2019.2.14 05:03

【衝撃の異変 池江璃花子(上)】おリンピックでゆうしょうした

【衝撃の異変 池江璃花子(上)】

おリンピックでゆうしょうした

特集:
池江璃花子
池江が小学校低学年時代に描いた、自らが表彰台に立って金メダルを首からかける絵

池江が小学校低学年時代に描いた、自らが表彰台に立って金メダルを首からかける絵【拡大】

 競泳女子の池江璃花子(18)=ルネサンス=が、白血病と診断されたことを公表した。東京生まれで東京育ちのヒロイン候補が抱いていた2020年東京五輪への思いや、一身に期待を背負わざるをえなかった状況を2回にわたり紹介する。

 「おリンピックでゆうしょうした」(原文ママ)。池江は小学校低学年時代に、自らが表彰台の頂点に立って金メダルを首からかける絵を描いて当時のコーチ、清水桂氏に渡した。小さな頃から大きな夢を持っていたスイマーは、レースや表彰台に乗るまでのイメージトレーニングをしながらプールで勝利を重ね、次第にその可能性を広げていった。

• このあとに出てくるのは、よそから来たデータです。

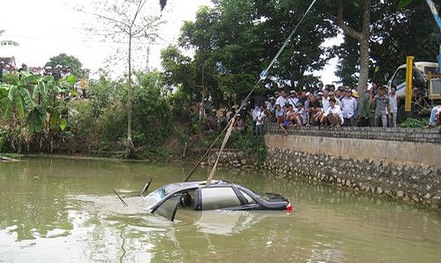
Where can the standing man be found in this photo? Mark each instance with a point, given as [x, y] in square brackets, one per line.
[2, 66]
[349, 108]
[393, 101]
[281, 100]
[381, 106]
[333, 114]
[260, 120]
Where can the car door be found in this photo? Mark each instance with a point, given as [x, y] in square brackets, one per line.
[168, 207]
[218, 197]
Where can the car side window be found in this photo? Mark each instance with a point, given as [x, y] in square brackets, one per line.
[218, 198]
[248, 198]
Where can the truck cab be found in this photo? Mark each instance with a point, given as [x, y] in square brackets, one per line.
[420, 73]
[421, 104]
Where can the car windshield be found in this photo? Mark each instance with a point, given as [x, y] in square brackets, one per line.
[155, 196]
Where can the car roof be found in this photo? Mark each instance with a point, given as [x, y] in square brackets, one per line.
[182, 186]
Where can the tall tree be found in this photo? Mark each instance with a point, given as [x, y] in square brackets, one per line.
[237, 39]
[357, 29]
[125, 21]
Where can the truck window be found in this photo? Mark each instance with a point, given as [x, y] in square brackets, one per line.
[430, 69]
[399, 77]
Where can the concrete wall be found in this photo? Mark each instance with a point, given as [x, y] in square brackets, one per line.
[406, 166]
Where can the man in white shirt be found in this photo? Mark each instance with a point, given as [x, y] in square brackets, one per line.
[393, 104]
[349, 107]
[333, 114]
[260, 120]
[292, 99]
[281, 100]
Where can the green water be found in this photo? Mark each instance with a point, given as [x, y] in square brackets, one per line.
[64, 210]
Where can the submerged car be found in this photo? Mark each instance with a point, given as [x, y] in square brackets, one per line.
[218, 195]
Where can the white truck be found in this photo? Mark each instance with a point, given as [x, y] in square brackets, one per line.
[426, 90]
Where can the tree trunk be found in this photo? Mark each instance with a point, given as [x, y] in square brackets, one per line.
[364, 53]
[130, 146]
[363, 38]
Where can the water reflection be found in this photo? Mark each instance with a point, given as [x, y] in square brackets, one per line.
[53, 207]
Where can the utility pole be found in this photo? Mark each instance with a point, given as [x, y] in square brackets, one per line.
[147, 62]
[437, 18]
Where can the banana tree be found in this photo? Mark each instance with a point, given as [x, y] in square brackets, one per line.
[34, 107]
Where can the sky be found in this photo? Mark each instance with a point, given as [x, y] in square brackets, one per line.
[46, 28]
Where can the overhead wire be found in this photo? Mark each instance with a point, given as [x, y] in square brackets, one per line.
[244, 101]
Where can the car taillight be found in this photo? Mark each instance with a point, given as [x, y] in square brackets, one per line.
[289, 208]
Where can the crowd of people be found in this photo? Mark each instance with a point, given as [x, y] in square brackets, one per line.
[323, 106]
[58, 71]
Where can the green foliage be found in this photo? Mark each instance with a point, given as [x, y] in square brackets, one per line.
[235, 40]
[151, 110]
[34, 113]
[414, 123]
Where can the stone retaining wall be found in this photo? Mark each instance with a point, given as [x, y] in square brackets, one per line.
[233, 158]
[406, 166]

 2013年9月8日早朝。母から「決まったよ」と教えられた。20年東京五輪の開催だ。当時は中学1年。「まさか自分が五輪に出るとも思っていなかった」と振り返るが、そこからの成長ぶりはすさまじかった。

 中学3年で15年世界選手権の代表に入り、16年リオデジャネイロ五輪は7種目に出場。昨年のアジア大会で6冠を達成するなど、18歳で日本女子のエースに成長した。地元の五輪に「自分の国で開催される五輪は特別だと思うし、そこで結果を出すことに意味がある」と強い意欲を示していた。

 照準を合わせていたのは、昨年の世界ランキング1位だった100メートルバタフライ。昨秋は同種目で世界記録を持つサラ・ショーストロム(スウェーデン)との合同練習を敢行した。今年は「19年に(世界選手権で)メダルを取れれば、20年もメダルの可能性が広がってくる」と並々ならぬ決意を示していたが、突然の試練に見舞われた。